Ook in de eerste decennia na de Tweede Wereldoorlog ontplooide de VTB-VAB een enorme waaier van activiteiten: uitgave van Het Handboek voor de Toerist (vanaf 1951), inrichting van het Salon van de Vlaamse Humor (vanaf 1952), opstarten van de Vrijwillige Hulp op de Weg (1953), organisatie van autorijlessen (1957), inrichting van diverse prijskampen voor amateurfotografie, opening van de Hendrik de Braeckeleer- studio in Antwerpen (1958), uitbouw van de reisafdeling en van de autorijscholen, publicatie van toeristische monografieën via de reeks "Vlaamse Toeristische Bibliotheek" (1962), inrichting van diverse prijzen (bijvoorbeeld de Dr. Oscar de Gruyterprijs, de Hendrik Caspeeleprijs en de Hippoliet van Peene-Virginie Miry prijs), opstarten van de pechverhelping Wacht op de Weg (1969) en van de reisverzekering Europech (1974). Ook nu groeiden er nieuwe organisaties uit de VTB-VAB: de Vlaamse Kampeertoeristen, de Vlaamse Speleologenvereniging (1971) en de Vlaamse Wandelaarsbond (1971) De VTB-VAB schakelde zich ook opnieuw in in de brede V.B.: men voerde een financiële actie ten voordele van de heropbouw van de IJzertoren, er was een volgehouden actie voor een universiteit in Antwerpen vanaf 1959 en er waren acties voor de aanleg van autosnelwegen in Vlaanderen (in het bijzonder de E3). Heel wat flamingantische en Vlaams-nationalistische initiatieven konden op de financiële steun van de VTB-VAB rekenen. In de rubriek "Zon en Schaduw over Vlaanderen" nam Van Overstraeten in de bondsbladen telkens duidelijk flamingantische standpunten in en gaf hij vooral graag cijfermateriaal over de achteruitstelling van de Vlamingen binnen België. In de periode van het Egmontpact werd de rubriek aanhoudend en haast volledig gewijd aan de afwijzing ervan.

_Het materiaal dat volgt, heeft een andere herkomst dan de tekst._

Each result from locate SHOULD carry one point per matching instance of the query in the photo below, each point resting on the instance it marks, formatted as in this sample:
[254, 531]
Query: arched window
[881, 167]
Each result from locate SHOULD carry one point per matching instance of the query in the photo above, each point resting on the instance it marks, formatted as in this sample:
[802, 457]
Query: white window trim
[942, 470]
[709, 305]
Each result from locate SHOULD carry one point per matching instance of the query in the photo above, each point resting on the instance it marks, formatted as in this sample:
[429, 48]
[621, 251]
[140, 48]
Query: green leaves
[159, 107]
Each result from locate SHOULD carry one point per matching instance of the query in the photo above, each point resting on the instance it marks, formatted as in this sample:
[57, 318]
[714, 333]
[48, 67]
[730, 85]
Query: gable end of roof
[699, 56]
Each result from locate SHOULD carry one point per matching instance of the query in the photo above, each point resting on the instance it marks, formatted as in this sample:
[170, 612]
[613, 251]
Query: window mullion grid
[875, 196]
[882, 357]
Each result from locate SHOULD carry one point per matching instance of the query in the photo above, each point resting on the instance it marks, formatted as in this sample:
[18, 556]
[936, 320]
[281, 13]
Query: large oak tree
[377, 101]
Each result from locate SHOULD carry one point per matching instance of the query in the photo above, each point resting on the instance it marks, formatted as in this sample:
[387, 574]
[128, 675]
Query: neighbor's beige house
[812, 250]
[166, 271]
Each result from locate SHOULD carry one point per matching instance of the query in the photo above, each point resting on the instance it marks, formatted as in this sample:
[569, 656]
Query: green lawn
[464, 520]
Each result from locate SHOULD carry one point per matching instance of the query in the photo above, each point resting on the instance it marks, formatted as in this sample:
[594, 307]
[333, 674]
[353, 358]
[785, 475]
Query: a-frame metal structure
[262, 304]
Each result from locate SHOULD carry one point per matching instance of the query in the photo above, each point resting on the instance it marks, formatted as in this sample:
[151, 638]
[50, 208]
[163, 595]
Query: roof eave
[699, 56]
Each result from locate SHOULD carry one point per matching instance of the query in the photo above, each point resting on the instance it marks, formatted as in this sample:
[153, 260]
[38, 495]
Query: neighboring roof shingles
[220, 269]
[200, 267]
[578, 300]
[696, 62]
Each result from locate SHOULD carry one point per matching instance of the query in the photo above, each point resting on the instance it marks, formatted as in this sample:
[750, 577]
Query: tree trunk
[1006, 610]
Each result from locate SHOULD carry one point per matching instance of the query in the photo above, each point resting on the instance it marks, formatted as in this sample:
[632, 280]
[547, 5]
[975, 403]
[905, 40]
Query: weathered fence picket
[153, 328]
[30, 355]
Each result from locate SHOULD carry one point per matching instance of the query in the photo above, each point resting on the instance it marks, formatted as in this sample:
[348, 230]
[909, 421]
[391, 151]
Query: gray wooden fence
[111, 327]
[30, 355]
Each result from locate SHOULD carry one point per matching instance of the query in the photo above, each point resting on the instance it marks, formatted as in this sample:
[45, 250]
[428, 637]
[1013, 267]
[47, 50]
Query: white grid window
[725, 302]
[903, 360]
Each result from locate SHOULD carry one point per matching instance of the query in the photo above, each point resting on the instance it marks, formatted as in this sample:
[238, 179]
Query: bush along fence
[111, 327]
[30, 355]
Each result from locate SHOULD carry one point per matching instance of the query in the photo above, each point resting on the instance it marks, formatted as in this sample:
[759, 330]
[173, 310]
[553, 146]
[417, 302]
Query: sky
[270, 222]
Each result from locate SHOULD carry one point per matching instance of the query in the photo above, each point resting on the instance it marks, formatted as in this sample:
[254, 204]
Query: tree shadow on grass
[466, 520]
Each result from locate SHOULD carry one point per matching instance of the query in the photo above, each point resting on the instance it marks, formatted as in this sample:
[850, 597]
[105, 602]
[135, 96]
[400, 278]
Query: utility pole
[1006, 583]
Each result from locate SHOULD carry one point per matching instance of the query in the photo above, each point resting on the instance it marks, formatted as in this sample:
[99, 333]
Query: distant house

De eigenzinnige Van Overstraeten monopoliseerde de berichtgeving over de V.B. en deed de VTB-VAB een eigen koers varen binnen de V.B. Zo besteedde de vereniging vrijwel nooit aandacht aan de grote Vlaamse betogingen, probeerde ze nooit haar leden te mobiliseren en speelde ze geen rol van betekenis in de samenwerkingsverbanden die via het Vlaams Aktiekomitee voor Brussel en Taalgrens (VABT) en later het Overlegcentrum van Vlaamse Verenigingen (OVV) tot stand werden gebracht. In het VABT kenmerkte de VTB-VAB zich door afwezigheid op de vergaderingen en in 1963 stapte men er zelfs uit. Opvallend was ook bijvoorbeeld de afwezigheid van de VTB- VAB in het Koördinatiekomitee Taalregeling Hoger Onderwijs (1966) en in het Nationaal Komitee 5 November (1967). De VTB-VAB beoogde steeds om leden aan te lokken via de culturele en commerciële werking en deze via de publicaties ook enig flamingantisme mee te geven. Men wilde op dat vlak niet te hard aan het koordje trekken. Daarbij speelde uiteraard ook een zeker commercieel belang. Wel stelde de VTB-VAB vaak logistieke en financiële steun ter beschikking van Vlaamse verenigingen of initiatieven.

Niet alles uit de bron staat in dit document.